Les Canadiens de Montréal n’ont pas obtenu le résultat souhaité dans ce deuxième match en 24 heures en Alberta.
En avant 5 à 3 en troisième période, le CH a laissé filer une avance de deux buts en troisième période pour s’incliner 6 à 5 contre les Oilers d’Edmonton, jeudi soir.
Les pénalités ont eu raison des hommes de Martin St-Louis en ce duel. Les Oilers ont profité de deux supériorités numériques consécutives pour créer l’égalité. Le travail des officiels a d’ailleurs été remis en question par les joueurs du CH après le match. La deuxième de ces infractions, une pénalité mineure pour conduite antisportive décernée à Josh Anderson, a particulièrement déplu à certains d’entre eux.
« Je tente encore de comprendre. Les officiels ont en quelque sorte pris le contrôle du match et bravo à eux pour l’avoir remporté », a lancé un Cole Caufield très frustré après la rencontre.
« C’est facile d’être frustré du résultat, mais c’est certain qu’on doit contrôler nos émotions. En même temps, les Oilers ont gagné sur le tableau ce soir, mais ils ne nous ont pas battus. J’espère que, comme les entraîneurs qui font du vidéo et qui essaient de s’améliorer, la ligue va faire le même processus », a de son côté souligné St-Louis.
Après une pénalité mineure à Mike Matheson pour avoir fait trébucher Connor McDavid, les Oilers ont déployé leur attaque massive pour la quatrième fois du match. Blanchie à ses trois premières occasions, cette redoutable attaque à cinq a finalement débloqué quand Leon Draisaitl a battu Samuel Montembeault.
Quelques instants après le filet de l’Allemand, un des officiels s’est directement dirigé vers les bancs de pénalité pour annoncer l’infraction mineure à Anderson. L’attaquant du CH a été chassé, parce qu’il aurait fait part de son mécontentement aux officiels. Cette pénalité a ensuite permis à Ryan Nugent-Hopkins de créer l’égalité.
« L’arbitre avait le choix de donner un deux ou un 10 minutes à Anderson et il a choisi de donner une pénalité mineure. On ne leur donnait rien, c’était la seule façon pour eux de revenir dans le match. À 5 contre 5, on a joué un de nos matchs les plus complets cette saison », a ajouté le pilote du CH.

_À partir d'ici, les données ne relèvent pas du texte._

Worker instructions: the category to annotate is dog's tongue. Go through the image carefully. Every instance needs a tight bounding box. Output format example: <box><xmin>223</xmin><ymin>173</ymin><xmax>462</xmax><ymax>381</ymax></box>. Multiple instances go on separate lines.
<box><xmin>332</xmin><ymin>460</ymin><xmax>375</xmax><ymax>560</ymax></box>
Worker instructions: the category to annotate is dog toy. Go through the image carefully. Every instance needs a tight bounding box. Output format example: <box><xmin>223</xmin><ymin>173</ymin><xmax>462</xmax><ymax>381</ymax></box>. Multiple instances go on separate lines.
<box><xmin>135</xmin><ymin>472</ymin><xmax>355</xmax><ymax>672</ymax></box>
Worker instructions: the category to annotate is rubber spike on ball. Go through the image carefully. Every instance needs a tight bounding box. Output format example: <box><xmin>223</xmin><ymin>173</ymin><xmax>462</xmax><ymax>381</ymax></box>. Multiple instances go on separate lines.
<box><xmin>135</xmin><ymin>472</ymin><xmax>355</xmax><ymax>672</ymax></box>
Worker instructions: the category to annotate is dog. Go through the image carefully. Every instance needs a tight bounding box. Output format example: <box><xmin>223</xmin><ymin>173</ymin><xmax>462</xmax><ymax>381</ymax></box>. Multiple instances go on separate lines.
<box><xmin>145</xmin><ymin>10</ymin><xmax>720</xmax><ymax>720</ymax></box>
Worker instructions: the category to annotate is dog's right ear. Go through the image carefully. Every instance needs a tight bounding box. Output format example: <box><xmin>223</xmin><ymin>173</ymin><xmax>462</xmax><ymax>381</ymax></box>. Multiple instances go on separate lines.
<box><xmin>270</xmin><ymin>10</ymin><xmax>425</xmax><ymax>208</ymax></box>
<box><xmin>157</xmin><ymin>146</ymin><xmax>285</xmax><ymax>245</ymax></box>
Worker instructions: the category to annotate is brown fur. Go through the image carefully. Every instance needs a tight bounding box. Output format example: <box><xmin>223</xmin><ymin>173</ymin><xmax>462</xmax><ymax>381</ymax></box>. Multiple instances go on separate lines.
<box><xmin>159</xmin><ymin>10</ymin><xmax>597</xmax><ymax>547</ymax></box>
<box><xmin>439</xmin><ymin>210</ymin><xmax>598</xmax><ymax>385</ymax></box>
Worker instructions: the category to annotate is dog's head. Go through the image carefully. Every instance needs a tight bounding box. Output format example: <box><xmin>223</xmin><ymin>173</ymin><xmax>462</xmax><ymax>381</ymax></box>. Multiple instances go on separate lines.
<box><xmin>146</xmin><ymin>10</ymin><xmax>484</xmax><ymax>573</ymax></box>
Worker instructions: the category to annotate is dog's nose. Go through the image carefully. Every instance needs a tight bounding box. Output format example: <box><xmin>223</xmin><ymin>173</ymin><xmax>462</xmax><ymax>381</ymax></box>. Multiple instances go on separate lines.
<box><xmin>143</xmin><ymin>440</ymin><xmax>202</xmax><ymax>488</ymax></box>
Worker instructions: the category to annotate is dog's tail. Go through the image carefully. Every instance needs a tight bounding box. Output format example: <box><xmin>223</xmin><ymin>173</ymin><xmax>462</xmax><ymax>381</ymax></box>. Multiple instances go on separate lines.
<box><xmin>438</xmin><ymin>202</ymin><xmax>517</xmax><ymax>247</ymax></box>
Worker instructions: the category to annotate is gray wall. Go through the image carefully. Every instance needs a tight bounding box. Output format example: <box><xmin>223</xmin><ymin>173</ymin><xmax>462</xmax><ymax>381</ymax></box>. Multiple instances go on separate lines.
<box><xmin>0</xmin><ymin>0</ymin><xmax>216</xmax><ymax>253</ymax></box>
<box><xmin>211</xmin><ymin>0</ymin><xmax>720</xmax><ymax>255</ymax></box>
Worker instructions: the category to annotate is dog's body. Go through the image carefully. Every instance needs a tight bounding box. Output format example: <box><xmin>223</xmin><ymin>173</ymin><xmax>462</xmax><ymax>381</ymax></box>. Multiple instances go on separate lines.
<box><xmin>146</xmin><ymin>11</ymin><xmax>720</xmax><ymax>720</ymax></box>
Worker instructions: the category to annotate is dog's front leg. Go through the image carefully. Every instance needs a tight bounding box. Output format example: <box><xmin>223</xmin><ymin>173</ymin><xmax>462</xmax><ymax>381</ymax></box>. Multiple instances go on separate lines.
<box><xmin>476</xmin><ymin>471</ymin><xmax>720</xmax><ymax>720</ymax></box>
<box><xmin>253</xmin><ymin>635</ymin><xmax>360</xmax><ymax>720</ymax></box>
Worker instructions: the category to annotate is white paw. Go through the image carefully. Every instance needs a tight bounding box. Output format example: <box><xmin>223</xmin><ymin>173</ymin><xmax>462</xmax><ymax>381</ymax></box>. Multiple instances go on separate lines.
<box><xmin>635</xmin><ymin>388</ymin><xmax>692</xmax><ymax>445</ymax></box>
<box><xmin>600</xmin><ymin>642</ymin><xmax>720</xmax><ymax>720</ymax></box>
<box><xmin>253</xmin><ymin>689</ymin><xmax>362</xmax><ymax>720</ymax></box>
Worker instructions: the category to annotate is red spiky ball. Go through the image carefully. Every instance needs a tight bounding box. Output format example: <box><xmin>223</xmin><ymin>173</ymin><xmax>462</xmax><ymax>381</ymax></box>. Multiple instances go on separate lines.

Pour Brendan Gallagher, le travail douteux des officiels a débuté en début de troisième période lorsque Juraj Slafkovsky a été chassé pour avoir donné de la bande à l’endroit de Ty Emberson. Le vétéran attaquant a même confié que les officiels avaient admis avoir fait une erreur sur cette pénalité.
« Je vais être honnête, le tout a commencé avec la pénalité à Slaf. Je leur ai parlé ensuite et ils ont dit que ce n’était pas une pénalité et qu’il y avait eu une erreur. C’est un match émotif. Il faut comprendre ça, ils doivent contrôler le match et comprendre ce qu’il se passe. Tu fais une erreur, on se retrouve encore en désavantage numérique, donne une seconde aux gars pour s’en remettre. Ils n’avaient pas besoin de donner cette pénalité à Anderson. »
Le numéro 11 du CH a quand même avoué que ses coéquipiers et lui doivent mieux contenir leurs émotions, mais que c’est toujours plus difficile dans ce genre de match.
« Est-ce que nous aurions pu mieux contrôler nos émotions, sûrement, et nous allons en parler. Ils ont tellement de talent, ils n’ont pas besoin d’aide. En tant qu’officiel, tu dois comprendre l’intensité du match, tu dois la comprendre et la contrôler, particulièrement dans un match serré », a conclu Gallagher.
Le CH poursuivre son périple dans l’Ouest en affrontant les Canucks de Vancouver, samedi soir.